Hopefully this translates into more competition in the operating system kernel space.
GP is saying that the expected components that make up a modern operating system, including things that might be seen to be 'trivial' such as full USB 3.0+ support; a full, robust networking stack; the sorts of security and protections against modern methods of attack from bad actors; all on top of modern, efficient, and possibly even forward-thinking APIs that make developing for the OS efficient and even a joy for developers — these things are neither trivial, easy, or quick to do.
Whereas you're talking about just hardware, which is not even close to the whole story when it comes to an OS in 2019.
I said basic, in the sense of USB 3 is a basic component I would expect to see in an modern OS. I did not, and do not claim that it would be trivial to implement.
It would seem like this specification has been a pain point for many other projects before. For a os with only a few contributors doing work on their freetime, I think it is going great. (My opinion, like mouths... everybody has one)
"For a os with only a few contributors doing work on their freetime, I think it is going great "
Oh definitely, I bear no ill will, and would like the project to succeed. But can you make a full featured desktop OS in your free time. There's another comment on this thread pointing out the spec is 600 pages long. I can understand how if you're doing it as a hobby that would take time.
If someone built a car in their garage I'd be impressed. It may have taken 10 years, look ugly and leak oil but its still an achievement. I wouldn't buy it though, I don't want a car that leaks oil, and doesn't have crumple zones etc.

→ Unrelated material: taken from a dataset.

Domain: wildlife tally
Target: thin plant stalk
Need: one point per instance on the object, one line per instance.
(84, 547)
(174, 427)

I guess what I'm (slowly) stumbling towards asking is, is this a hobby OS or a 'big professional' OS? Reading between the lines you seem to be happy with a hobby OS, if so great, but that isn't what I want, I'm not sure that is what it was hyped to be.
I think you underestimate the sophisticated complex problems of USB 3. Even for a hobby OS this is a massive achievement.

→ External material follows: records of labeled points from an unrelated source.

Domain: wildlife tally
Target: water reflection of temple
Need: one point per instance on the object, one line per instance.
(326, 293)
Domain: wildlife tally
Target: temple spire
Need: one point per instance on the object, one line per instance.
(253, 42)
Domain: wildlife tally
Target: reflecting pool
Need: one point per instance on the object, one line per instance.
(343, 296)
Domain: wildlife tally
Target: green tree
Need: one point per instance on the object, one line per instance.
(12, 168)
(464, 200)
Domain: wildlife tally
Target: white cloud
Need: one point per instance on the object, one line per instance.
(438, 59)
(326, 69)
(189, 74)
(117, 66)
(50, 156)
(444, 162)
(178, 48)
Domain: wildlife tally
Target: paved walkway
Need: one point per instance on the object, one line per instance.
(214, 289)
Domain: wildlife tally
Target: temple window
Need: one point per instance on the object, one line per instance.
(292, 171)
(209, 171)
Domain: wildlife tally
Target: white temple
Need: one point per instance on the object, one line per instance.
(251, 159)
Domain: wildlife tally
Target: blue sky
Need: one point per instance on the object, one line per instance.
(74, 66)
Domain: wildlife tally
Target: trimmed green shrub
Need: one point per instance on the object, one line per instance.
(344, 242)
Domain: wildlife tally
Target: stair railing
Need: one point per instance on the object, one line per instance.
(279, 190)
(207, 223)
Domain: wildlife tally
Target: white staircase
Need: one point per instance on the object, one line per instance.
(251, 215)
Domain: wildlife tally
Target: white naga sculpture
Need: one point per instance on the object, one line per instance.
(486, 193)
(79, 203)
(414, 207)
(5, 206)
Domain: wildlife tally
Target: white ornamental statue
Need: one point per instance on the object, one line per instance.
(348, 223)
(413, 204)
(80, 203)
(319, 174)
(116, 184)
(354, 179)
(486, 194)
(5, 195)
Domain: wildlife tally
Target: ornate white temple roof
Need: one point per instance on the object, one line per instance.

The car has to compete against Tesla, Ford, Toyota though, does it cut it?
Does Haiku cut it against Linux, Windows, the BSDs?
Maybe I have unreasonable expectations that it should.
The car can exist for its own sake. The builder had fun making it after all. I thought the idea was that we were all going to be driving round in our own home made cars.
So am I judging it on the engineering skill of the builder, as his hobby project? Or an I judging it as my next potential car?
I can forgive that home built car not having crumple zones, radio, opening windows. They are hard to do, as a car buyer they are basic things I expect.
What has all the discussion on HN today improved or helped?
If you don't wish to be reading other peoples assessments then you've come to the wrong place.
If you think I'm wrong, please correct me. I've put my opinion and reasons why.
So if I had all that, I could use Haiku as my home/hobby tinkering machine. I would still need a Mac, Linux or Windows machine to do some other heavy lifting, but I already have three computers at home, so no problem.
It had working Google Calendar sync at one point, dunno if it still is. It could definitely use some work, though.
The Beta 1 release, when I tried it on my Ryzen-based desktop, wouldn't get past the splash screen, stalling out at things that seemed to revolve around the SATA controller.
Meanwhile, pop the same flash drive in a Thinkpad X230t, and it booted and installed fine, and even Wi-Fi worked without a significant hitch.
Did any icons light up? There was (is) an undiagnosed issue that is preventing BIOS booting from working on Ryzen. I know one of the other devs runs Haiku on his Ryzen via EFI and says it works like a charm.
> I suspect their work optimizes around a relatively narrow band of supported hardware.
Not by design, but just by circumstance -- we developers optimize for the hardware we have and use, and not many others tend to submit patches, so that's the way it goes.